At the end of his address, Fentie shifted into campaign mode.

“I think Yukoners want an end to the political instability of past governments, where one government returns the territory to health and prosperity, only to have the next spend its time reversing those trends.”

When it came time for questions, the room sat silent and Fentie had to prompt the audience.

“When I was first elected in 1996, my mother came to me on election night and said, ‘You know, son, this is a good thing, because you finally found a use for that big mouth of yours.’ So surely there must be some questions in the crowd.”

The people tittered, then asked a few questions.

“We are in good times, there’s no doubt about that, and no matter what government,” said Grant Bossenberry, executive director of the Yukon WorkinfoNet, who asked about a national shortage of skilled labourers.
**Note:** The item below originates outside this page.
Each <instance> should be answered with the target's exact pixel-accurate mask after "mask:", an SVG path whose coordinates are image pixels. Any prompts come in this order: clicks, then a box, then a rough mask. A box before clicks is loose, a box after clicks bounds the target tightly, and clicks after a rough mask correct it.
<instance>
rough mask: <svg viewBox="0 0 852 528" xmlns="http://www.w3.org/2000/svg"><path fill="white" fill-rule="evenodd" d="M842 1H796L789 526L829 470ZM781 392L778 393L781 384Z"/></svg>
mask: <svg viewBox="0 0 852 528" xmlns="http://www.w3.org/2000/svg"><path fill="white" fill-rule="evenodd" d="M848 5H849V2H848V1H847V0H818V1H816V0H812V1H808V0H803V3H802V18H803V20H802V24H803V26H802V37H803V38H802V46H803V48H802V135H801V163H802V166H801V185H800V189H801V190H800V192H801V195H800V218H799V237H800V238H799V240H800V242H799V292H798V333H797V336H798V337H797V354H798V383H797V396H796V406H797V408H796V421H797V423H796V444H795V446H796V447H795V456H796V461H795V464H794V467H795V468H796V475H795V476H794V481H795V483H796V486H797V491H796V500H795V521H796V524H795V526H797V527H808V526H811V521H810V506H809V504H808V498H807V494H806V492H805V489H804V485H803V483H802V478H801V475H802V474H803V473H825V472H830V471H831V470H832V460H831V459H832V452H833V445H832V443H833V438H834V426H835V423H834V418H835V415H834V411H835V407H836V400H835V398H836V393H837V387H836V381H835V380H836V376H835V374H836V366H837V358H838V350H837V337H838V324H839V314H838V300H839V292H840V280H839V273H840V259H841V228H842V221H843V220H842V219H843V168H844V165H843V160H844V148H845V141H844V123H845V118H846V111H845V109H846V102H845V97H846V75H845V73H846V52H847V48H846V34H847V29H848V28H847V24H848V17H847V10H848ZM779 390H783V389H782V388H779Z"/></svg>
“Our real challenge here, beyond the training that we can do in the Yukon, is competing for those skilled people, those tradespeople,” replied Fentie.

“We are all, I think, in the West and in the North, experiencing some of the downside residual of growth. We have to address that issue in short, medium and long term.”

What can the government do to keep doctors in the Yukon, asked Andre Roothman, a Whitehorse-based lawyer.

The shortage is a global problem, said Fentie, though he acknowledged the need to increase the number of medical practitioners who live and work in the Yukon.

The federal health access fund was negotiated with the territories to provide resources for them to compete for doctors, he said.

“We didn’t have those resources 18 months ago,” said Fentie. “We now have something we can use to address that issue.

“But you’ll have to ask the minister of Health about that. I just went and got the money.”

Health care will be a major election issue, said Yukon Liberal Party leader Arthur Mitchell.

“I continue to be disappointed at the lack of innovation in terms of attracting medical personnel, both family physicians and other in-demand personnel,” said Mitchell, who attended the chamber luncheon.

“I’ve suggested forgivable tuition loans for family practitioners and other professionals, for Yukon residents and residents from elsewhere that want to come and practice in the Yukon.”

Fentie can’t take full credit for an economic turnaround, he added.

“We have to worry about sustainability, because we’re playing a little bit of Monopoly with somebody else providing the funds, and that’s Ottawa.

“The credit can certainly go to the former federal government and our member of Parliament for helping to bring increased funding here as well.

“To his credit, I’m sure that (Fentie) has played his role as well.”